During an interview on 05/17/2017, at 4:00 p.m. registered nurse (RN)-K was working on 04/26/2017 when P1 eloped. RN-K said P1 had received a phone call and seemed upset. RN-K asked PA-G to go with P1 and calm him down. PA-G was following P1 down the hallway, P1 pushed on the door, it opened and P1 ran away down the stairs. RN-K called security and told them. RN-K said the unit is staffed with one psych associate assigned to monitor the hallway 24-hours a day 7-days a week. Fifteen minute safety checks are done every 15 minutes. The staff assigned to the patient is who makes assessments.
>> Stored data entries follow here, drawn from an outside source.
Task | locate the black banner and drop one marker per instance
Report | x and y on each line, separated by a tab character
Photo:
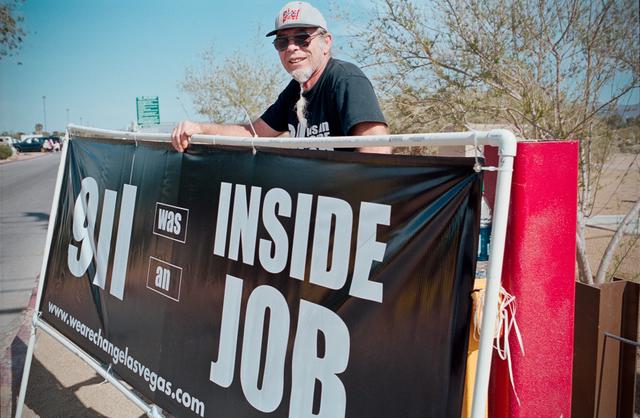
230	283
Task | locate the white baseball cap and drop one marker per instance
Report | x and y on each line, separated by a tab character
298	14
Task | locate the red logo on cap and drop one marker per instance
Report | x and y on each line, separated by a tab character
290	14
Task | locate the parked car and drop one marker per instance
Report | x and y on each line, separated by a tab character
29	145
51	143
7	140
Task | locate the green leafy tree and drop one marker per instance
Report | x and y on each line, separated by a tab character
548	68
11	32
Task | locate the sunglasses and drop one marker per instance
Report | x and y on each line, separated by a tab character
301	39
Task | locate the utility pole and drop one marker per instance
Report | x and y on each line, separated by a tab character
44	111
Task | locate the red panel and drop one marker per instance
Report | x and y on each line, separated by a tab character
539	269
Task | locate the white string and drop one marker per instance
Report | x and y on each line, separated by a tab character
506	323
255	135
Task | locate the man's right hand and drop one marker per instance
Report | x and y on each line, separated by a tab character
182	134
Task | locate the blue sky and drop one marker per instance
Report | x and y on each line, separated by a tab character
94	57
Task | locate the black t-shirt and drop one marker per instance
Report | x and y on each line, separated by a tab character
341	98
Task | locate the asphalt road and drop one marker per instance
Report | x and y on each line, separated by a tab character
26	193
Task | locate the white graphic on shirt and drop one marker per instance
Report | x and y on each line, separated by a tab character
314	130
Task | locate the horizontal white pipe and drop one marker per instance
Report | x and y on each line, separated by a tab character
501	138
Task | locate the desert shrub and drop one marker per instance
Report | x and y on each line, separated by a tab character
5	151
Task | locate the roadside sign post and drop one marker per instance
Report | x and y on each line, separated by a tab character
148	110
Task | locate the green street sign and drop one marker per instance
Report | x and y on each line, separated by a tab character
148	110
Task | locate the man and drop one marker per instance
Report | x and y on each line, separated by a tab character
327	97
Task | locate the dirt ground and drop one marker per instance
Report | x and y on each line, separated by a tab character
62	385
618	190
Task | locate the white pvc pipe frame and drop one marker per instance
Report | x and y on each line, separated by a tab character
503	139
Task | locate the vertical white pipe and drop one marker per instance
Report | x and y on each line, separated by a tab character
53	213
494	276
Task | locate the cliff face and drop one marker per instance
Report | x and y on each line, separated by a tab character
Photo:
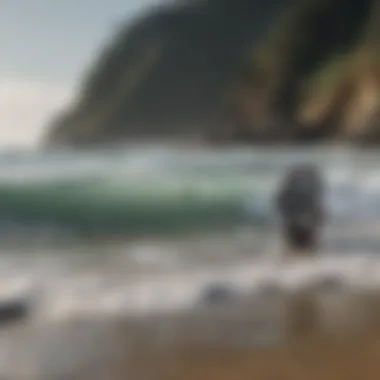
280	70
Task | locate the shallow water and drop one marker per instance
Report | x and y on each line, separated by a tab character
69	240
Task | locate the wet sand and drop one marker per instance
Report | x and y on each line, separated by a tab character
344	343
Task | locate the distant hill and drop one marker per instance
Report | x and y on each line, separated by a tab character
233	70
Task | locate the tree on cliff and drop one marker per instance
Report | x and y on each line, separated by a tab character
291	70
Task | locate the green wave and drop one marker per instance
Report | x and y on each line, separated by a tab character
133	207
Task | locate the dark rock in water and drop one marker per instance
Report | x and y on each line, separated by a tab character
217	293
300	204
14	310
331	282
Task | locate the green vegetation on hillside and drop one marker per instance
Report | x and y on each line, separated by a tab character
285	70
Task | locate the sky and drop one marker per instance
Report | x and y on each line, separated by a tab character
45	46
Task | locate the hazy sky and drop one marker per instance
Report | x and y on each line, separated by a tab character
44	47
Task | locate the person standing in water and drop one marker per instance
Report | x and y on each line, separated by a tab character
299	203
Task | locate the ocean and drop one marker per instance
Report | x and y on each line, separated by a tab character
140	230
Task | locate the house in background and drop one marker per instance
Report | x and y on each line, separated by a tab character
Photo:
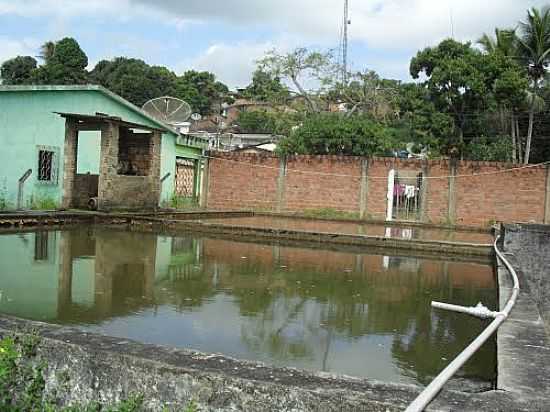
62	145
When they are making assessment they look at history of eloping and behavior on the unit. There is not specific document to ensure elopement risks are done the same by everyone. RN-K said the staff use nurse clinical judgement when doing an assessment. RN-K was not aware of any policies about elopement of adolescent patients.

During an interview on 05/18/2017, at 4:30 p.m. program director (PD)-I stated the nursing supervisor contacted security and asked them to monitor the door for the rest of the night and until facilities checked the security of the door. Facilities said the door was safe. After the first elopement, one additional staff person was added to monitor the hallways and the exit doors. The adolescent unit was staffed per the staffing guidelines and they added one more staff person after the first elopement. PD-I stated the patients must have talked before at the time of the second elopement. no one knows how the patients got the door open.

During an interview on 05/18/2017, at 9:30 a.m. patient safety director (PS)-N said after the first elopement the door was checked by facilities management, and they initiated the following action plan:
- If a patient under the age of 18 is missing, call a code pink prior to searching entire unit.
- Increase a psych associate by one staff per shift.
- A security staff to monitor the door until facilities deems the door safe (was done that one night only)
- Facilities checked the door and unable to determine the cause.
- Increase security rounding (no definition of where and frequency).
The root cause analysis was not completed until after the second event. The following was initiated:
-Security again posted at door until a larger magnet could be increase to 1800 pounds (magnet was installed the exit door on 05/01/2017 for the one night).
- Continue an extra psych associate until 4000 pound magnet was installed on on the exit door on 05/04/2017.
- Monitor for potential hiding places for patients.
- Keep lighting in hallways so there is good visibility.
- A patient safety advisory dated 05/01/2017, advising staff of event and recommendations.
During the same interview PS-N stated the facility had not identified the root cause of the first or second elopements.

During an interview and document review with RN-R on 05/19/2017 at 8:00 a.m. it was found in the medical records there was no elopement assessment on P1, P2, P3, and P4. RN-R confirmed P1, P2, P3, and P4 did not have an entry on the care plan regarding elopements.

During an interview on 05/19/2017, at 4:00 p.m. security (S)-aa said the cameras on the exit doors were not monitored by security. No one monitors the number of failed attempts on each door. There was no increase security officers monitoring the exit door from 04/26/2017 to 05/01/2017. Security did monitor the door after the 04/30/2017 through the night until the 1800 pound magnet was installed the morning of 05/01/2017.

The hospital's policy entitled elopement revised 12/2016, indicated If the patient is under 18, the staff must call a code pink, and notify security who also notify's the police. This policy goes into effect when a patient is absent from the patent care unit.

The hospital's policy entitled code pink revised 01/2017, the policy defined a child as anyone under [AGE] years old and instructs staff to call the emergency number with a description of the missing child and what they were wearing.

The hospital failed to protect patient safety by thoroughly evaluating the circumstances of P1's elopement and the potential for harm that existed when any patient elopes from staff supervision and is able to flee the hospital's property unsupervised. P2 has not been found.